Recent investigations into nitrate photolysis
have used 2-nitrobenzaldehyde and benzoic acid as a radical scavenger for hydroxyl radicals produced in the photolysis of hydrogen peroxide and sodium nitrate. However, they originally used ferrioxalate actinometry to calibrate the quantum yields for the hydrogen peroxide photolysis. Radical scavengers proved a viable method of measuring production of hydroxyl radical.

===Chemical actinometry in the visible range===

Meso-diphenylhelianthrene can be used for chemical actinometry in the visible range (400–700 nm).
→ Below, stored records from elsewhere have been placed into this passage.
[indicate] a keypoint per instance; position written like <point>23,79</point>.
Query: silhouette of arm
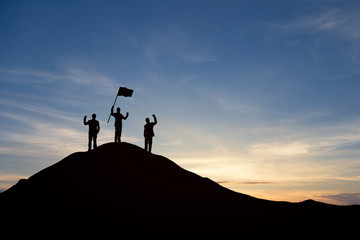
<point>155,120</point>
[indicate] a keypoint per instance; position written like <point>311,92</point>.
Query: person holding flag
<point>118,116</point>
<point>118,122</point>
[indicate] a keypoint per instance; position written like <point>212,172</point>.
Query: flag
<point>125,92</point>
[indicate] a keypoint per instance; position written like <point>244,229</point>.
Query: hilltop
<point>120,189</point>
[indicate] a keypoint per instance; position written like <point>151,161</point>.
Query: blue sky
<point>260,96</point>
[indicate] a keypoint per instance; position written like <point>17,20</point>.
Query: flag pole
<point>113,105</point>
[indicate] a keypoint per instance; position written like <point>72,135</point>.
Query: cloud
<point>175,43</point>
<point>233,106</point>
<point>341,22</point>
<point>245,183</point>
<point>282,149</point>
<point>77,77</point>
<point>343,198</point>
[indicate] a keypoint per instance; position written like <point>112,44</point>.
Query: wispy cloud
<point>77,77</point>
<point>341,22</point>
<point>343,198</point>
<point>175,43</point>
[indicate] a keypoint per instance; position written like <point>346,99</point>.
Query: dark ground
<point>119,190</point>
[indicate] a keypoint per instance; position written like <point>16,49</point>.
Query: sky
<point>260,96</point>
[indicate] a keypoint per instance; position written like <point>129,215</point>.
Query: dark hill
<point>120,189</point>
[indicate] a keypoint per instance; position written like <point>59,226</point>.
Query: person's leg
<point>116,134</point>
<point>89,145</point>
<point>146,143</point>
<point>150,143</point>
<point>95,141</point>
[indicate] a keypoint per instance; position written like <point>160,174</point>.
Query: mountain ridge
<point>120,189</point>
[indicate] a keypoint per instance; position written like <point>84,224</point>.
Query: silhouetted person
<point>118,122</point>
<point>149,132</point>
<point>94,128</point>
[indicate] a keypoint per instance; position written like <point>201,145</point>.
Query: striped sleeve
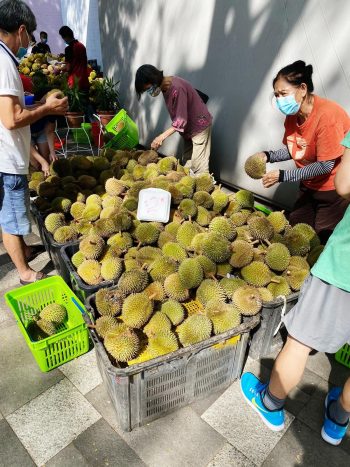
<point>307,172</point>
<point>278,156</point>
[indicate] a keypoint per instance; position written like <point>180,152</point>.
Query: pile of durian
<point>47,322</point>
<point>216,249</point>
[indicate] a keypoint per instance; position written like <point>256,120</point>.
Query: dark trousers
<point>320,209</point>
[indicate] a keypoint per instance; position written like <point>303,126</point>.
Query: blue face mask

This chemical measures in the 475–610 nm range, but measurements in wider spectral ranges can be done with this chemical if the emission spectrum of the light source is known.
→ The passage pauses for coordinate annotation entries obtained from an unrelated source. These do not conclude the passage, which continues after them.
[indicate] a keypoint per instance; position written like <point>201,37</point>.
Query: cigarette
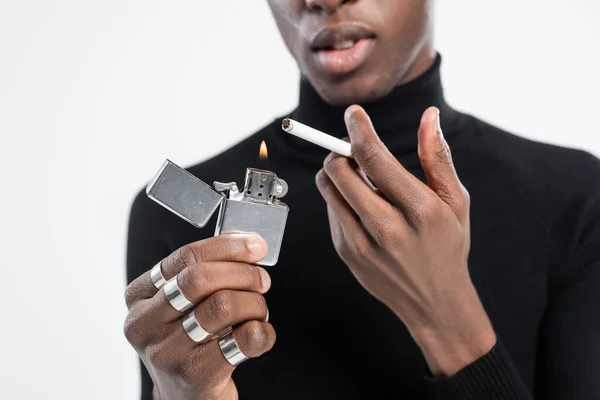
<point>317,137</point>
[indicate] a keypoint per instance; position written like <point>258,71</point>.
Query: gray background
<point>95,94</point>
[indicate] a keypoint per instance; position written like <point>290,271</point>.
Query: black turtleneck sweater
<point>535,261</point>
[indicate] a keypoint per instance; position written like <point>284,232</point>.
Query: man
<point>470,276</point>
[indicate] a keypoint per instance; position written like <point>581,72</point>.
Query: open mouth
<point>343,48</point>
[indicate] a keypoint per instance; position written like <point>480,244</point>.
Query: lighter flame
<point>263,154</point>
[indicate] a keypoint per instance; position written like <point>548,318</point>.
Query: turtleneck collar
<point>396,117</point>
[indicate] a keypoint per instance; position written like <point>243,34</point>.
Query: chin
<point>353,89</point>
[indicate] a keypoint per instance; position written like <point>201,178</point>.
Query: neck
<point>396,116</point>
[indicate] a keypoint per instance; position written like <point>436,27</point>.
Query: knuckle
<point>221,305</point>
<point>442,156</point>
<point>368,153</point>
<point>196,280</point>
<point>250,276</point>
<point>423,213</point>
<point>160,357</point>
<point>466,196</point>
<point>361,244</point>
<point>257,335</point>
<point>322,180</point>
<point>133,330</point>
<point>261,302</point>
<point>131,295</point>
<point>384,233</point>
<point>186,256</point>
<point>332,166</point>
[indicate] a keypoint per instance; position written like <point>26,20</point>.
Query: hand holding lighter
<point>257,208</point>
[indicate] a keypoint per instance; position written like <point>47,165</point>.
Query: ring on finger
<point>194,330</point>
<point>158,279</point>
<point>176,297</point>
<point>231,350</point>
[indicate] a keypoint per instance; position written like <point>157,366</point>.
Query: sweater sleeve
<point>491,377</point>
<point>145,247</point>
<point>568,364</point>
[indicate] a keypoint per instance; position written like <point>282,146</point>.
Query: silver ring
<point>158,280</point>
<point>231,351</point>
<point>175,297</point>
<point>194,330</point>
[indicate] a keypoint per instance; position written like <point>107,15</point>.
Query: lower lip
<point>344,61</point>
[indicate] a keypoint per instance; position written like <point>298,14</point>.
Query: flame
<point>263,154</point>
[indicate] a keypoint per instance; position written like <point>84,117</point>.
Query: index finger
<point>398,185</point>
<point>237,247</point>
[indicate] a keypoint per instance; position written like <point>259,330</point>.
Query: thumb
<point>436,160</point>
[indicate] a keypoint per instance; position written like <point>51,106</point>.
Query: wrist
<point>459,337</point>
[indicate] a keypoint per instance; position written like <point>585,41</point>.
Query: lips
<point>342,48</point>
<point>341,37</point>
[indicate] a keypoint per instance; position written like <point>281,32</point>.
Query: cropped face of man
<point>357,50</point>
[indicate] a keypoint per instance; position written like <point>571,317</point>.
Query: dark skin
<point>406,243</point>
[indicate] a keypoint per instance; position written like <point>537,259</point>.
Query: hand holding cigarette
<point>408,246</point>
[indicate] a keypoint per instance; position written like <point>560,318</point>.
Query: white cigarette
<point>317,137</point>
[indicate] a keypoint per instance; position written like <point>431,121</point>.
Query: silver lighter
<point>257,208</point>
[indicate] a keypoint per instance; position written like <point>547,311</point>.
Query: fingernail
<point>254,244</point>
<point>439,126</point>
<point>265,278</point>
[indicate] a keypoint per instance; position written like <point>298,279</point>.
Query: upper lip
<point>331,36</point>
== Relative actinometry ==

Relative actinometry (sometimes called also comparative actinometry) is a technique frequently used to determine formation quantum yields of triplet excited states using comparison with a well known reference compound. The reference compound (for example [[Tris(bipyridine)ruthenium(II) chloride|[Ru(bpy)_{3}]^{2+}]]) and the compound of interest should be prepared separately in the identical cuvettes so that each of them has the same absorbance at the excitation wavelength chosen for the experiment. This means that upon the excitation, the same number of molecules will be promoted to the excited state, given that the experimental conditions are identical. The reference compound forms a photoproduct of a well-characterized formation quantum yield and molar absorption coefficient. This allows to calculate formation quantum yield or molar absorption coefficient for the photoproduct of the compound of interest. For example, when using transient absorption spectroscopy, one can calculate the formation quantum yield $\Phi_{x}$ of a certain compound's photoproduct characterized by difference molar absorption coefficient $\Delta \varepsilon_{x}(\lambda_{1})$:

$$\Phi_{x} = \Phi_{ref} \cdot
\frac{\Delta A_{x}(\lambda_{1})}{\Delta \varepsilon_{x}(\lambda_{1})} \cdot
\frac{\Delta \varepsilon_{ref}(\lambda_{2})}{\Delta A_{ref}(\lambda_{2})} \cdot
\frac{1 - 10^{-A_{ref}(\lambda_{ex})}}{
1 - 10^{-A_{x}(\lambda_{ex})}}$$

Note that in general $\Delta \varepsilon$ means the difference in molar absorption coefficients contributing before and after the excitation so that $\Delta \varepsilon = \varepsilon_{after} - \varepsilon_{before}$. $\Delta A_{x}(\lambda_{1})$ and $\Delta A_{ref}(\lambda_{2})$ are difference absorbance observed for compound of interest and the reference compound, respectively, for the relevant wavelengths. The formation quantum yield $\Phi_{ref}$, as well as the difference molar absorption coefficient $\Delta \varepsilon_{ref}(\lambda_{2})$ associated with the reference compound should be known before the experiment. The last term in the equation serves as a correction if the stationary absorbances of prepared solutions are not perfectly the same, however it shouldn't be far from unity. Excitation energy should be low enough to avoid nonlinear effect such as multiphoton absorption. This technique allows for characterization of certain photoproducts without explicit calculation of the number of absorbed photons, benefiting from the fact that imperfections of the measurement contribute in the same way for the compound of interest and the reference compound, so they effectively compensate.